Steve - K6SRSSteve - K6SRS Member
edited April 6 in New Ideas
Sharing a rare event, successfully fixing a problem - Smile.

I have an ICOM 7300 sitting next to my new (to me) Flex 6500.  Setting up the new ham shack layout I discovered that the 6500 added 5-10 dB of HF noise to the 7300.  Closing the SmartSDR program stopped the noise, so I suspected the 20' Ethernet cable was radiating.  First I ordered a shielded Ethernet cable as a replacement, but several folks recommended against using it (concerns about grounding at the connectors?).  Instead of installing it I picked up some Palomar Engineers 1:1 Feed Line Chokes and put one on each end of the Ethernet with 3-4 turns. 

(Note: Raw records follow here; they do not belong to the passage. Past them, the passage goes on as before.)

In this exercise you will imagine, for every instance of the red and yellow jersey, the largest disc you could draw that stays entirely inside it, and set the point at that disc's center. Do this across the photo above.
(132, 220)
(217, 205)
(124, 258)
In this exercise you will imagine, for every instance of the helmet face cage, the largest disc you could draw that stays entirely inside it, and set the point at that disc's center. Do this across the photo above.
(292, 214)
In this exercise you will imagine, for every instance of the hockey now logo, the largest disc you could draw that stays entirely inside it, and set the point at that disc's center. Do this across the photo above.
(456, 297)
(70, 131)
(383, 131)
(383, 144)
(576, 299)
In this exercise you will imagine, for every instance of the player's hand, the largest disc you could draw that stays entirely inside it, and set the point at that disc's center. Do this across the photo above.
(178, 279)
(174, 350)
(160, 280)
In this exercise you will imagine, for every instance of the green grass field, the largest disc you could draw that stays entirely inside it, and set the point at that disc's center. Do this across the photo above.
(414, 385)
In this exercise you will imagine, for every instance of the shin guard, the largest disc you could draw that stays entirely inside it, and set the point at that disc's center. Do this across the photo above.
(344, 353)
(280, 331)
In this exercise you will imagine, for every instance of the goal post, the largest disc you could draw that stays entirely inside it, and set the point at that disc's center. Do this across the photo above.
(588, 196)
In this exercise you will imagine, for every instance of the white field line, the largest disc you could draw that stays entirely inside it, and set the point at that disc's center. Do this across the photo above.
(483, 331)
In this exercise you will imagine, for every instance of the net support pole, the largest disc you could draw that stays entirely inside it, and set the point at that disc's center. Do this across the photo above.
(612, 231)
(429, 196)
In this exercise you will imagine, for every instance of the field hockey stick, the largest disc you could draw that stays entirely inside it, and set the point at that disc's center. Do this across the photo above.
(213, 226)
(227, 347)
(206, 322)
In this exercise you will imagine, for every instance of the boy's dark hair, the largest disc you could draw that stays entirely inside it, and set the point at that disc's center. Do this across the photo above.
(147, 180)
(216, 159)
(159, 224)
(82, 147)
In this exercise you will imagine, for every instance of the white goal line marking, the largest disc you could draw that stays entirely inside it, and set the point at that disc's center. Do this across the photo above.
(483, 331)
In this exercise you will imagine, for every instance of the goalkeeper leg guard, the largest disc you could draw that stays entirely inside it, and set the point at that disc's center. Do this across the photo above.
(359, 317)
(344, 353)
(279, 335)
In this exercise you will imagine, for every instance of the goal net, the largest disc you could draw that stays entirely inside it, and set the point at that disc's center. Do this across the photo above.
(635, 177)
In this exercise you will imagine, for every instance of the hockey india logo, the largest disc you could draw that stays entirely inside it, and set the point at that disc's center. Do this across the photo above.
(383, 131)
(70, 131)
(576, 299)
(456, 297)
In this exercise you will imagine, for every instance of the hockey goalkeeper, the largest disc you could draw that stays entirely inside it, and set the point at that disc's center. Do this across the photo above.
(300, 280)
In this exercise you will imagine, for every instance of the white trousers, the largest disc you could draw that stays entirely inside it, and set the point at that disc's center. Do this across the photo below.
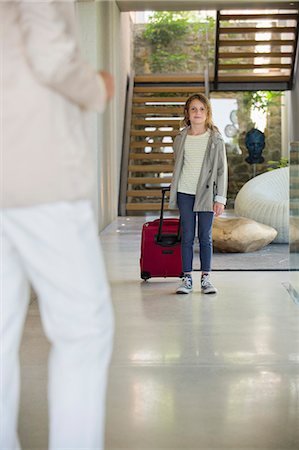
(55, 247)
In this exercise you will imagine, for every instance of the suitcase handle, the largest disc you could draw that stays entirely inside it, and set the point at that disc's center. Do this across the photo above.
(159, 236)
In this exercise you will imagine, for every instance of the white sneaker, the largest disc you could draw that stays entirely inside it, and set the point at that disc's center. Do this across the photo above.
(186, 286)
(206, 285)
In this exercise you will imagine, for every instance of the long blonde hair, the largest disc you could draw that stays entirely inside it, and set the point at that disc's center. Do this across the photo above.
(206, 102)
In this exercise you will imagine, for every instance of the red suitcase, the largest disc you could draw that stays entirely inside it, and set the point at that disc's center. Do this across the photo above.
(161, 247)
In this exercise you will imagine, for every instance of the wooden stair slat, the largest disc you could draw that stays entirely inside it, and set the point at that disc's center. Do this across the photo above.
(141, 133)
(174, 89)
(241, 66)
(144, 193)
(157, 109)
(160, 99)
(151, 156)
(267, 16)
(234, 55)
(245, 30)
(158, 123)
(225, 77)
(145, 206)
(149, 180)
(254, 42)
(142, 144)
(189, 78)
(164, 168)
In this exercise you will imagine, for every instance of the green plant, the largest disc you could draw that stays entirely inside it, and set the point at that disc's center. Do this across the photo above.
(283, 162)
(167, 33)
(261, 100)
(165, 26)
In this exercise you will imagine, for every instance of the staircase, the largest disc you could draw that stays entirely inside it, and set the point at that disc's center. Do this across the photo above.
(258, 48)
(156, 118)
(253, 51)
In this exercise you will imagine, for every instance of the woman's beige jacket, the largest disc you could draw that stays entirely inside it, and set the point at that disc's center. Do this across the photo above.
(45, 88)
(212, 182)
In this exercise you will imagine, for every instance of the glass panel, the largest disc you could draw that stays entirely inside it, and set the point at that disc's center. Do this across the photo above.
(294, 220)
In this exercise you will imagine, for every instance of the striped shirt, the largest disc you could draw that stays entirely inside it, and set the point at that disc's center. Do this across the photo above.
(195, 148)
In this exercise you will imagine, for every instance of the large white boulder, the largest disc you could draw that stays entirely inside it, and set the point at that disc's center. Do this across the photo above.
(265, 199)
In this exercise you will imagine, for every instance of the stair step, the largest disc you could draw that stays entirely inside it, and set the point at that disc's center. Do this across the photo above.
(149, 180)
(142, 144)
(158, 110)
(189, 78)
(174, 89)
(243, 77)
(168, 121)
(234, 55)
(241, 66)
(161, 168)
(254, 42)
(245, 30)
(151, 156)
(145, 206)
(160, 99)
(144, 193)
(279, 16)
(141, 133)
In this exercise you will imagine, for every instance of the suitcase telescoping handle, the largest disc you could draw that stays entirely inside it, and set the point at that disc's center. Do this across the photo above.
(159, 237)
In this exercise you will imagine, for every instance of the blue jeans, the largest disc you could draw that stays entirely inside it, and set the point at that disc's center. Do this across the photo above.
(204, 227)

Result?  No detectable noise increase when the 6500/SmartSDR is up and running.   

Comments

  • Rich McCabeRich McCabe Member ✭✭
    edited February 2018
    Thats great.  Not sure what you meant with 3 to 4 turns but you want to avoid tight bends in Ethernet cable.  I typically buy snap on chokes 50 at a time and everything including Ethernet usually get two of them.  Sometimes more.  Regardless congrats on the fix Steve.

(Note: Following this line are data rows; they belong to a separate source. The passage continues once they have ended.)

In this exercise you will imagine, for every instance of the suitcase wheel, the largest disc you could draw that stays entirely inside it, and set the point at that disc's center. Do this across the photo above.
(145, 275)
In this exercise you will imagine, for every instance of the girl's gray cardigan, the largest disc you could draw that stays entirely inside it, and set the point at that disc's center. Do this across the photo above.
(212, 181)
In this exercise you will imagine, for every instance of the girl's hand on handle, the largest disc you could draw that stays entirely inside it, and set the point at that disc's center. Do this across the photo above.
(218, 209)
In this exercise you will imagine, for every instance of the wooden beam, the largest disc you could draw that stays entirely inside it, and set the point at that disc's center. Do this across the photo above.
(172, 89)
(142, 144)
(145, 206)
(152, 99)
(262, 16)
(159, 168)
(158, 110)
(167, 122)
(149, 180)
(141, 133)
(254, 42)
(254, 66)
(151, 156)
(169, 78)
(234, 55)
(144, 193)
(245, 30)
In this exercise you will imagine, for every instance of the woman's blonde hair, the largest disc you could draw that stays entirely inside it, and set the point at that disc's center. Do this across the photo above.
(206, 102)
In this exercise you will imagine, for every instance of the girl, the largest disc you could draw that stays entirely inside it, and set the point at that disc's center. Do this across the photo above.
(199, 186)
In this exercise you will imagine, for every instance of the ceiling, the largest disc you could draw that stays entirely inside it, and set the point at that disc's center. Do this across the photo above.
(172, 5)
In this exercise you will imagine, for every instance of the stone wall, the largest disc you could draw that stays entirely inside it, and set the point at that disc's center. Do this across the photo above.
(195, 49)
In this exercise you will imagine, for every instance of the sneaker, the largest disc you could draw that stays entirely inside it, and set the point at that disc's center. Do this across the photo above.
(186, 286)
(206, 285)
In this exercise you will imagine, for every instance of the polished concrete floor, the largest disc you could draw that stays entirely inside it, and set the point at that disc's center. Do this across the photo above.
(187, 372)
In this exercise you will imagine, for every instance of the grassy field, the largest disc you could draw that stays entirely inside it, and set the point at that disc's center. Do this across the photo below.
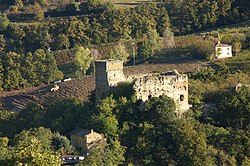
(127, 3)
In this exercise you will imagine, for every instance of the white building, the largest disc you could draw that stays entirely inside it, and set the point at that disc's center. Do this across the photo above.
(223, 50)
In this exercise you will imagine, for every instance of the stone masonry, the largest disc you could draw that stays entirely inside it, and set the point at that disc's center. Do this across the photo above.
(172, 84)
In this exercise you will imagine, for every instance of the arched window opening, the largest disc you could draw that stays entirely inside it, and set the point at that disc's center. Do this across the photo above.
(181, 97)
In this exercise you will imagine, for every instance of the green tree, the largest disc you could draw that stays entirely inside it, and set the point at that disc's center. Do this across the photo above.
(236, 47)
(118, 52)
(12, 77)
(28, 71)
(82, 59)
(168, 38)
(2, 43)
(62, 144)
(5, 153)
(202, 50)
(32, 153)
(150, 45)
(104, 120)
(61, 42)
(117, 24)
(4, 22)
(106, 154)
(233, 109)
(77, 32)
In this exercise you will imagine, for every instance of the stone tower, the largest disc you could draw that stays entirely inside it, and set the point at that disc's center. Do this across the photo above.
(108, 74)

    By the way the Flex was just talking to the 7300. Trying to teach it stuff :)


  • Jim GilliamJim Gilliam Member
    edited February 2018
    Did you notice any change in the receiver noise in the 6500 with the chokes?
  • edited April 6
    Or some of us do both -- CAT7 shielded and clamp-on ferrites. In my RFI hunt, one of the nosiest devices nearby was the D-Link switch. Shielded CAT7 solved that problem. 
  • Jim GilliamJim Gilliam Member
    edited February 2018

    Did you use shielded cables on cable from the router and cables going to the devices?


    Jim, K6QE

  • Tim - W4TMETim - W4TME Administrator, FlexRadio Employee admin
    edited February 2018
    The issue with STP (shielded twisted pair) is that both ends of the cable can make a ground connection to the chassis. Depending on how your network hardware is installed, it can create a ground loop and make the noise worse.  Unless you are running in a properly grounded data center or telco switch room, you can be almost certain that the two devices connected with the STP cable will have different ground potentials and currents will flow.

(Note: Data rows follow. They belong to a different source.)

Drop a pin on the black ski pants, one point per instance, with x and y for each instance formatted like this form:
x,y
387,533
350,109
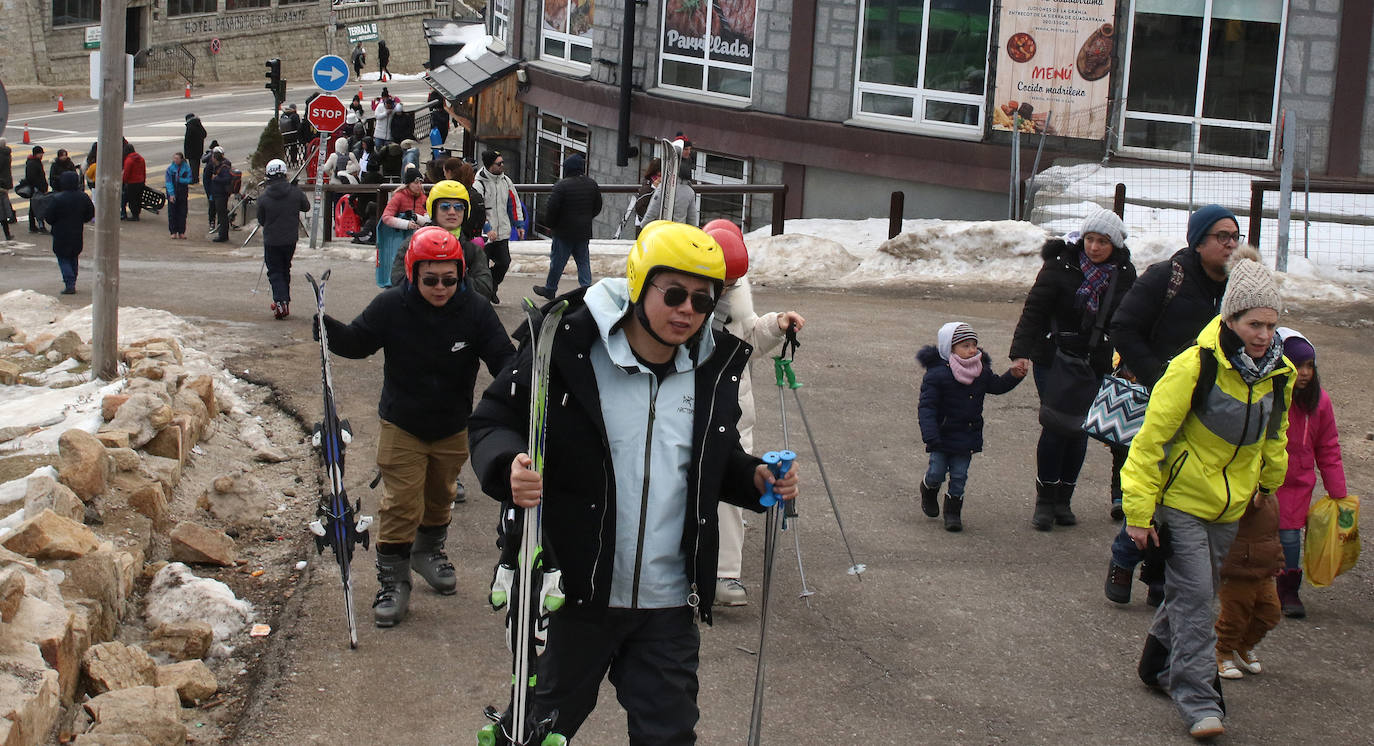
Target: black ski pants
x,y
651,656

    One trick to do is cut off one end and replace it with a plastic connector and connect the metal connector end to the device that has the best ground; usually the radio.
  • Gary - WB5ULKGary - WB5ULK Member
    edited March 2018
    In the early days of gigabit ethernet, clamp-on ferrites were shipped with new equipment more often than not. Buy a 24 port switch, get 24 clamp-on ferrites. And this was with Major Manufacturers - the knock-off brands left you to your own devices.

    It really did make a difference.
  • Stephen Hawkins NG0GStephen Hawkins NG0G Member ✭✭
    edited February 2018
    Where is a good source of shielded cat7.  I have a firewall / router, and two 8 port switches and 11 computers all using cat5.  That is a lot of individual cables, in the shack and in a room in the basement under the shack..  I have the tools for putting on regular RJ45 connectors, do I need a different tool and different connectors?
  • Mark_WS7MMark_WS7M Member ✭✭
    edited March 2018
    A somewhat expensive solution to this problem is to go fiber.  Run fiber from some other point to a small fiber switch right behind your flex then a very short net cable into the flex.

    It has other benefits like some additional ESD protection over the net cable.
  • Craig WilliamsCraig Williams Member ✭✭
    edited February 2018
    East coast. http://www.cablematters.com/
    West Coast. https://www.cablewholesale.com/index.php
    And, lots of vendors on eBay and Amazon.